Pennsylvania State Treasurer Rob McCord will plead guilty to federal charges that he used his office to strong-arm political contributors during his failed gubernatorial bid last year, his lawyers said Friday.
McCord, in a video statement, apologized for what he called a mistake, saying he "stepped over the line" in dealing with two potential donors in spring 2014.
"I essentially said the potential contributors should not risk making an enemy of the state treasurer," he said. "Clearly, that was wrong. I was wrong. It was a mistake. I stand ready to pay the price for that mistake."
McCord also said he would step down immediately.
His Philadelphia defense lawyers, Robert Welsh and Catherine Recker, said they expected McCord to plead guilty to charges to be filed in Harrisburg "in the near future."
The disclosure was a bombshell for the 55-year-old Democrat from Montgomery County, who twice won statewide office and once was a contender for the governor's seat.
It came a day after McCord announced his resignation from the post he had held for six years. He said then that he planned to step down Feb. 12 and return to the private sector, where he made a fortune as a venture capitalist.

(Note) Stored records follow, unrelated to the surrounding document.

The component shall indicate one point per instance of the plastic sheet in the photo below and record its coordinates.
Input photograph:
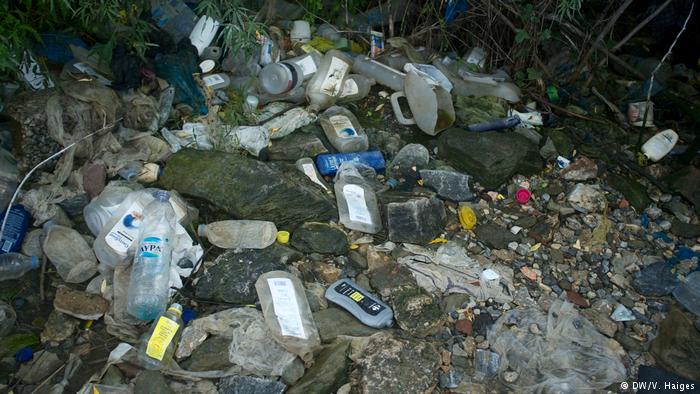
(564, 353)
(252, 347)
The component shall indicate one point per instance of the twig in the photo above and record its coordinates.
(599, 39)
(658, 66)
(42, 296)
(640, 26)
(618, 115)
(55, 155)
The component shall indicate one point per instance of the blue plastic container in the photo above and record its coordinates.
(15, 230)
(328, 164)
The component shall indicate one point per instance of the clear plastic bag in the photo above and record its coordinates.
(287, 313)
(560, 352)
(252, 349)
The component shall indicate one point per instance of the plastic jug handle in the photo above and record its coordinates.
(397, 109)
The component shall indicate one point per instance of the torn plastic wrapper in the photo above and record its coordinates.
(450, 270)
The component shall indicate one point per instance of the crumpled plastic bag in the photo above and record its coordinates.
(451, 270)
(251, 138)
(253, 348)
(293, 119)
(567, 355)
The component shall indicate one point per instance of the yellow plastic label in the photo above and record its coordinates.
(161, 338)
(357, 296)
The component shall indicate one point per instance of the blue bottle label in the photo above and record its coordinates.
(151, 247)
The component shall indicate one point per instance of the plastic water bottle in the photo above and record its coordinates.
(357, 203)
(158, 345)
(150, 274)
(328, 164)
(325, 87)
(15, 265)
(15, 229)
(343, 130)
(231, 234)
(100, 210)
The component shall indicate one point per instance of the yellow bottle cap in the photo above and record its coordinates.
(283, 237)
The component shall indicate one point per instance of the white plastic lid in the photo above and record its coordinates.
(207, 65)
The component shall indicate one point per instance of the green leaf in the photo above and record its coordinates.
(521, 35)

But those plans quickly crumbled amid reports that he was entangled in a federal criminal investigation.
His lawyers said McCord had not stolen or misused campaign funds, as some of those reports said. But neither they nor McCord, in his video statement, offered details on the accusations, the donors, or the crimes he plans to admit.
"I do hope over time, people will evaluate my service to the commonwealth and conclude I did serve them well and in good faith," McCord said. "But I know my improper efforts to raise campaign contributions will forever be a stain on my record."
Gov. Wolf called the news "a sad day for the Commonwealth of Pennsylvania and for Rob McCord's family."
The governor added: "This type of behavior leads to the erosion of the public's trust - it is simply unacceptable. I stand firm in my commitment to restore the public's trust in their government."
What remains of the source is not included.